Veenstra was living in Hamilton when opportunities took her and her family to New York and Virgina Beach. After a brief return to Hamilton, the family moved to Africa for five years before settling again back in Hamilton. She says that they were inspired to move to Africa because they wanted to help.
“We didn’t go with a plan or vision,” she explained. “We went to see what they needed and how we could help.”
Being entrepreneurial, she was very interested with the fair trade industry and how she and her art skills could be applied. She and her husband got involved with Wild Hope International where she is now partnered with the Wild Hope Artisan Project. It is a unique project that Veenstra continues to manage, working with the Maasai women of Tanzania and Kenya. It is a job creation initiative. The project uses genuine African materials like handmade beads to create products of beautiful and extraordinary quality. The purchase of these products supports the Maasai womens’ industry, community and families. The project is there to create a self-sustaining business for these Maasai artisans and it garners income to supply the community’s needs.
Africa really enhanced her interest in working with bold and bright colours and coming home to Canada, the unique Canadian landscape, caught her attention and has also served as sources of creativity.
“I paint a lot of trees. Painting is the medium I choose for this expression. My work borders on impressionism, representationism. It’s the balance of colour and light that I love,” Veenstra said.
That said, she is inspired surprisingly, by cows. “Cows help me to loosen up. It’s all about the shapes and form. The cow shape is wonderful- the great knobby knees! And cows have a lot of personality.”
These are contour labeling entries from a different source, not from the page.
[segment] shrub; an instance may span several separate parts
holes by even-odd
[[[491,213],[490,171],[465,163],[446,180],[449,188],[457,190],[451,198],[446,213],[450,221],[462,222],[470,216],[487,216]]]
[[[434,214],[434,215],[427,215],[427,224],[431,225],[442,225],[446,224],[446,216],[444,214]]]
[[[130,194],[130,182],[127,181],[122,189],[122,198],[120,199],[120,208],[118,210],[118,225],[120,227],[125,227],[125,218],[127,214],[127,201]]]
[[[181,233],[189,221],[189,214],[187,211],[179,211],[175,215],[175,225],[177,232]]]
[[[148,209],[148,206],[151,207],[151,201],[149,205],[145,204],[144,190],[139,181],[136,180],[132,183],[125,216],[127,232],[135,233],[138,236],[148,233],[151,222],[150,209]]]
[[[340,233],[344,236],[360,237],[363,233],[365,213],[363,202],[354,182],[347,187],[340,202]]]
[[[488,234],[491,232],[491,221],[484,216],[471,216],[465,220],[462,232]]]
Today, she hangs her hat in her own studio in Hamilton. She says the local arts scene here has really taken off over the last 10 years. Once a month she participates in the Art Crawl, an art-related festival where all the galleries are open, many of them even moving their work into the street.
She has also continued to teach classes for adults. “With adults it’s funny because they’re established in life yet still vulnerable in class,” she described. She wants her classes to be relaxing and for people to realize it is okay to make a mistake as in the end “it’s just paint and canvas.”
Veenstra’s art career really seems to have taken off in the last five years.
Her paintings are selling almost as fast as she can paint them. She has been written about in a variety of newspaper and magazine publications. Currently she is featured in a multitude of galleries across Ontario and Quebec. She was the recipient of the Readers Choice, Best Local Artist Award from the Hamilton Spectator and was the Poster competition winner at the Royal Winter Fair and at Cabbagetown Arts and Crafts in the last year alone.
“I’m in my late 40s,” Veenstra said. “A lot of women think that if they’ve hit their 40s and haven’t accomplished what they wanted to then they won’t. I want them to know that they can!”